Schools should stop being “defeatist” when it comes to tackling teachers’ heavy workload, particularly on the subject of excessive marking, Nicky Morgan has said.
The education secrertary made her comments this morning as she announced the creation of three new working groups, including teachers, from September to help schools combat the profession’s long hours.
In a speech at a Teach First conference in Leeds, Ms Morgan said the groups would concentrate on reducing the burden associated with marking, lesson planning and resources, and data management.
Speaking afterwards, the secretary of state said that schools were often too “accepting” of teachers’ working excessive hours.
“Why be so defeatist about it? Why be so accepting?” Ms Morgan said. “There are some schools that do manage the process. That is why I particularly want to look at marking, and one of the things that has come up is ‘deep marking’.
“There are ways of schools are managing workload issues, so why don’t we all look at what we are doing? Rather than just accepting that is what goes with teaching. That is like saying online trolling goes with being a member of Parliament. No, it is unacceptable [and] I will call it out.”
Mary Bousted, general secretary of the ATL, welcomed the government’s recognition of teacher workload as an issue, but accused Ms Morgan of being “insulting” and “selective” about the causes.

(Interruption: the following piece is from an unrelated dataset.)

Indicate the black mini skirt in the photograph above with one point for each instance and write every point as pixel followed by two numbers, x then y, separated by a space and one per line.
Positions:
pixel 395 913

“The changes rushed in by the government are one of the biggest drivers for teachers’ workload, and not enough is being done about Ofsted inspections,” Dr Bousted said.
“School leaders asking their staff to do more in the face of the growing accountability is a rational response, even if it is the wrong response. And it is really insulting for her to say that schools are being defeatist about it.”
Ms Morgan said that by establishing the new working groups, she would be able to hear what was contributing to teachers’ workload “right from the front line”. Members of the groups will be announced in September.
“They will be led by front-line professionals, people doing these tasks day in, day out,” she said. “And I really want to hear from them what would make the greatest difference. If we believe in a school-led system then we need to be listening to those on the front line.”
The education secretary also reiterated her desire for people coming to the end of their careers to consider teaching.
“I think we need to do more work on it,” she said. “Again I refuse to accept this defeatist idea that we can’t do this. We are asking people to work later, and we have people who now don’t just have one career for life, why not ask them to share that expertise with the next generation of students and inspire them in the classroom?”
Earlier this week, Ms Morgan highlighted one school’s policy banning teachers from checking work emails after 5pm, and suggested that teachers should not be marking “late into the night”.
Her comments were branded “delusional” by the NUT, which said much of the blame for teachers’ heavy workloads lay with the Department for Education.